In 1998, 30 years after the murder, the Kings implored the President to investigate Pepper's wild story. Clinton passed the buck to Attorney General Janet Reno. She appointed a team led by Barry Kowalski--a tough Justice Department veteran who prosecuted the Los Angeles cops who beat Rodney King--to examine two of Pepper's more checkable allegations: former Memphis bar owner Loyd Jowers' claim that he set up the shooting and ex-FBI agent Donald Wilson's claim that he found a scrap of paper in Ray's getaway car with the phone number of a Dallas nightclub once owned by Jack Ruby, the killer of Lee Harvey Oswald.

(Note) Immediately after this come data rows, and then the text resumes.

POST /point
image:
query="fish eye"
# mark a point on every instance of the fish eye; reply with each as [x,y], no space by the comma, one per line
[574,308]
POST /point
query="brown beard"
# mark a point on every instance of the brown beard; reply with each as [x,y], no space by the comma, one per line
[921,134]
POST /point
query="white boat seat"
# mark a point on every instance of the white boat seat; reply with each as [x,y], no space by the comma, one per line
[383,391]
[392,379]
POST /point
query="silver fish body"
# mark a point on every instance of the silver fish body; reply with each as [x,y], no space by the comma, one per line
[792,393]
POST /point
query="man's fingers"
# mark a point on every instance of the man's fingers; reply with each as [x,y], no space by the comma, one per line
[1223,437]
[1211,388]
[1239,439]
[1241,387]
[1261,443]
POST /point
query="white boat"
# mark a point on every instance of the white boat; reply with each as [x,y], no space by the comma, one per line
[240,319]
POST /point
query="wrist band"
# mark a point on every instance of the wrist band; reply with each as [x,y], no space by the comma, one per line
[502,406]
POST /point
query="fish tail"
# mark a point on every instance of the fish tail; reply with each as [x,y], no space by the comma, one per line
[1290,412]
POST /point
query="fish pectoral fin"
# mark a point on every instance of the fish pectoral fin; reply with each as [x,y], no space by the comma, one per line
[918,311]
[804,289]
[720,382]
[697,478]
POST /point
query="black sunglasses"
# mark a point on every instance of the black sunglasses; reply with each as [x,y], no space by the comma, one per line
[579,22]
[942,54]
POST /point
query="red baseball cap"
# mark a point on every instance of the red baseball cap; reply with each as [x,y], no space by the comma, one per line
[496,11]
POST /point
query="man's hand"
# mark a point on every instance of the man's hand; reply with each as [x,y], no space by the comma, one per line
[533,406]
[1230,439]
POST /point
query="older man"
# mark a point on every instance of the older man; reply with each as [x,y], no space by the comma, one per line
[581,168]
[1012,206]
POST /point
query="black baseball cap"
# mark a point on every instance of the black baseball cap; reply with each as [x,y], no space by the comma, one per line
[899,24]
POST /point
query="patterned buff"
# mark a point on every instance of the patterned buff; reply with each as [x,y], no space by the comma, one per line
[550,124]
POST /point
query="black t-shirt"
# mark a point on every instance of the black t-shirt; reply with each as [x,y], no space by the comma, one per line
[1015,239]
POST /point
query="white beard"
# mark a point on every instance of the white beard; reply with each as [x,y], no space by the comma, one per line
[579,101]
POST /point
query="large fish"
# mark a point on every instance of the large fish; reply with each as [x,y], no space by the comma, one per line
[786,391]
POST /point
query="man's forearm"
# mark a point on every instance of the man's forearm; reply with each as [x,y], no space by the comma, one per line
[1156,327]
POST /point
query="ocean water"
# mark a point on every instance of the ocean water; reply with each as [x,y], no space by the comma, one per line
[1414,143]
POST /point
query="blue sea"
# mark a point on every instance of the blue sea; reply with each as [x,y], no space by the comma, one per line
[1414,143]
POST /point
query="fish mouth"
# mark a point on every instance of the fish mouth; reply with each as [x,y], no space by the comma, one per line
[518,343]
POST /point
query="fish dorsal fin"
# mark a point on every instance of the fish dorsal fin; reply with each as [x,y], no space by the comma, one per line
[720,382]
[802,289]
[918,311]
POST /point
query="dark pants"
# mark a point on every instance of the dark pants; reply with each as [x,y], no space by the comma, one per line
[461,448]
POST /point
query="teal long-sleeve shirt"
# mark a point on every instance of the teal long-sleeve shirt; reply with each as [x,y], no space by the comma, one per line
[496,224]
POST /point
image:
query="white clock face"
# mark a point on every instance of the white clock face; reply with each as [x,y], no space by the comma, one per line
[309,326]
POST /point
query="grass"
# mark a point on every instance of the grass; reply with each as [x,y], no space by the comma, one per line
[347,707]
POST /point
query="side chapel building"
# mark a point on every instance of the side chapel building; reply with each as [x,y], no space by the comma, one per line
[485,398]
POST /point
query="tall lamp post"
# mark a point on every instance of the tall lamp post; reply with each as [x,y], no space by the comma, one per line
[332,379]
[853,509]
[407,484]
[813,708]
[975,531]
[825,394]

At some point, it may have dawned on the Kings that Justice was mounting a serious investigation that would demolish their conspiracy theory. But late last year a wrongful-death suit that Pepper had filed on their behalf against Jowers came to trial in Memphis, providing a chance for a verdict that would shore up at least part of Pepper's tall tale. The proceeding was a fiasco. Jowers--who has changed his story so many times it ought to come with a version number like computer software--never took the stand in his own defense. Ballistics testimony was provided by Judge Joe Brown, the TV judge, who has no expertise in the field. The jury, some of whose members dozed during the testimony, ordered Jowers to pay the Kings $100 in damages for his supposed part in a murder plot that was never clearly spelled out. King's younger son Dexter exulted that the verdict was "the period at the end of the sentence." As far as the King family is concerned, it's their story and they're sticking to it no matter what the DOJ says.
That's why Ray gets the last laugh. The Memphis verdict notwithstanding, Jowers' story is a fairy tale that leads away from the truth about King's murder and Ray's complicity in it. The real mystery is why King's heirs, who more than anyone else should want the truth, prefer to believe a lie.